Юнги знает, и ему так жаль. Он не понимает, что следует сделать, чтобы Чимин открыл свои глаза на всё происходящее, чтобы взглянул на то, какой он есть – усердный, талантливый и просто хороший – это то, что было с ним всегда, но помимо этого, Чимин – плотно спрессованные усилия. Юнги считает, что самое обидное – ждать чего-то, и в итоге не дожидаться. Он смотрит на поникшего Чимина, снова проходящего через неглубокую депрессию, больше похожую на меланхолию, разбавленную отчаянием, перед очередным камбэком, и пытается его понять. Неужели Чимин ждёт от себя настолько много, что живёт с этим чувством обиды на себя и происходящее с собой постоянно?
Они сидят в тишине какое-то время, наверное, слишком долго, потому что ноги Юнги в открытых тапках замерзают настолько, что почти не чувствуются пальцы, а с горизонта начинают наползать предрассветные сумерки. Чимин давно допил свой стакан.
Юнги осторожно переводит взгляд на Чимина, отчего-то не желая быть пойманным.
Его волосы выглядят чуть безжизненно, но пара масок это исправит, а тело вдруг смотрится таким маленьким, хотя Чимин обычный, что Юнги хочется закутать его в тёплое пуховое одеяло.
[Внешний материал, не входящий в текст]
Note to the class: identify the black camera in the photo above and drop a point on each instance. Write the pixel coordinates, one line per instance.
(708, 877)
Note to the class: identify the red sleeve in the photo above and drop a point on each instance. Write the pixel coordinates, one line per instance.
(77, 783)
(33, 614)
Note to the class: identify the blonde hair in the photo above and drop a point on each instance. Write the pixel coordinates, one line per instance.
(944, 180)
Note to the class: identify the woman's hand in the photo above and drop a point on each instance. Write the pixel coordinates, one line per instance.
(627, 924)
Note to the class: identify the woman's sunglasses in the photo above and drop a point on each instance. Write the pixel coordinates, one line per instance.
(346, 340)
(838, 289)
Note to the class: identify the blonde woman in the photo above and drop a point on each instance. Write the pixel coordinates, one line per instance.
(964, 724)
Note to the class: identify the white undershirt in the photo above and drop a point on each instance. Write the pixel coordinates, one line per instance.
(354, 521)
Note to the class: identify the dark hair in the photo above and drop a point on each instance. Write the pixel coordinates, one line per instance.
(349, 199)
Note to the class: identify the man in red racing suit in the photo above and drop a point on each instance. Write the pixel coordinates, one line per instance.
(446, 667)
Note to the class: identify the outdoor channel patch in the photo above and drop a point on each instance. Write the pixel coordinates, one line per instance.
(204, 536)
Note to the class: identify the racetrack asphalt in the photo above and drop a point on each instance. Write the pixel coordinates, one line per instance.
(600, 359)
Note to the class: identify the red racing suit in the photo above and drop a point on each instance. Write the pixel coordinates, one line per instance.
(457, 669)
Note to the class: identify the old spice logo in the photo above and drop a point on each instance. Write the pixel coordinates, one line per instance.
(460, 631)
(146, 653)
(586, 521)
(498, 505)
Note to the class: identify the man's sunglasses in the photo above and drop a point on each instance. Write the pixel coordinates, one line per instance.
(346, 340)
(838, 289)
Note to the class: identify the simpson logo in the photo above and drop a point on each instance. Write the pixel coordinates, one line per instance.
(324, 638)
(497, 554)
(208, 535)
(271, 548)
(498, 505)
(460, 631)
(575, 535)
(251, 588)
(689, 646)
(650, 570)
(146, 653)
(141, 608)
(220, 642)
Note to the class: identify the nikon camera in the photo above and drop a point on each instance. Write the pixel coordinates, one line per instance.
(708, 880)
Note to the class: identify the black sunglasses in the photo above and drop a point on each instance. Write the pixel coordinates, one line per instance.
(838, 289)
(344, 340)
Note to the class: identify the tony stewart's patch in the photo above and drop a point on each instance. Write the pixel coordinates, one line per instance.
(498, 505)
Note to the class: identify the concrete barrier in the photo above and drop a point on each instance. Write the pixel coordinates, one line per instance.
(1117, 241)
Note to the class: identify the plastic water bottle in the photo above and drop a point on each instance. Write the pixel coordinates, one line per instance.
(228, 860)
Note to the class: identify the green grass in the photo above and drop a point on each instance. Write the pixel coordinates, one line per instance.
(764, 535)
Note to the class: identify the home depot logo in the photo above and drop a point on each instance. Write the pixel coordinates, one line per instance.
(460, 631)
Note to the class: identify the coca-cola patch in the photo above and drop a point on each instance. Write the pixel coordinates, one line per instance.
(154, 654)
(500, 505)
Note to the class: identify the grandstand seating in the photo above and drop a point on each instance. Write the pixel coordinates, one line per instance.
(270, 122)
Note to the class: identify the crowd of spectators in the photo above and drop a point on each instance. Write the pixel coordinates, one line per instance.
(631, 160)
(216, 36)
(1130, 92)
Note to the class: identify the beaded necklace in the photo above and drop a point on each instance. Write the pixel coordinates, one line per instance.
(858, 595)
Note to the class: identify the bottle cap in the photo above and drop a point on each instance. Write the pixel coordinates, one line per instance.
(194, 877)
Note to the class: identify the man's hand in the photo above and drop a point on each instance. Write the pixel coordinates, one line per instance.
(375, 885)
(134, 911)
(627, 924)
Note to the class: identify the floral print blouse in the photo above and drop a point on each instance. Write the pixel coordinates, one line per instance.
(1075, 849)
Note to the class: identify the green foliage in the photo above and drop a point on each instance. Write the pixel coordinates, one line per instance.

Чимин выглядит замёрзшим и неживым, он периодически шумно вздыхает, будто бы заставляя себя, и Юнги просто не выдерживает.
Он неожиданно громко брякает:
- Не волнуйся, - начало предложения теряется в хрипе, фраза получается шумной и неловкой, Юнги от этого бросает в краску.
Он чувствует себя каким-то уязвимым из-за чувств, которые в нём вызывает Чимин.
Смотря на него, Юнги чувствует, будто бы с чем-то не справился. Он всегда слишком тепло относился к Чимину, и это ничуть не изменилось с годами, но сейчас Юнги видит его вжавшуюся в спинку стула фигуру, разбросанные в стороны ноги с натруженными ступнями и напряжённую линию плеч и думает, что ему стоило уберечь Чимина от него самого. Всё самое плохое, что есть в Чимине, – это его отношение к самому себе, и чёрт возьми.
Просто чёрт возьми.
Юнги так хочет это исправить.
- Я помогу тебе, - решительно заявляет он, порывисто сжимает запястье Чимина, который всё это время тихонько тарабанил пальцами по боку стакана, и быстро уходит с балкона, чувствуя на себе удивлённый взгляд Чимина.
Его глаза кажутся совсем кошачьими, когда он так их выпучивает.
За спиной едва-едва брезжит рассвет, и Юнги шипит, закрыв дверь в свою комнату, потому что так быстро уходил с балкона, что ударился о ступеньку мизинцем ноги. У него горит лицо и бьётся где-то в ушах пульс.
- Я помогу тебе, - шепчет он в тишину, на этот раз давая обещание не Чимину, а самому себе.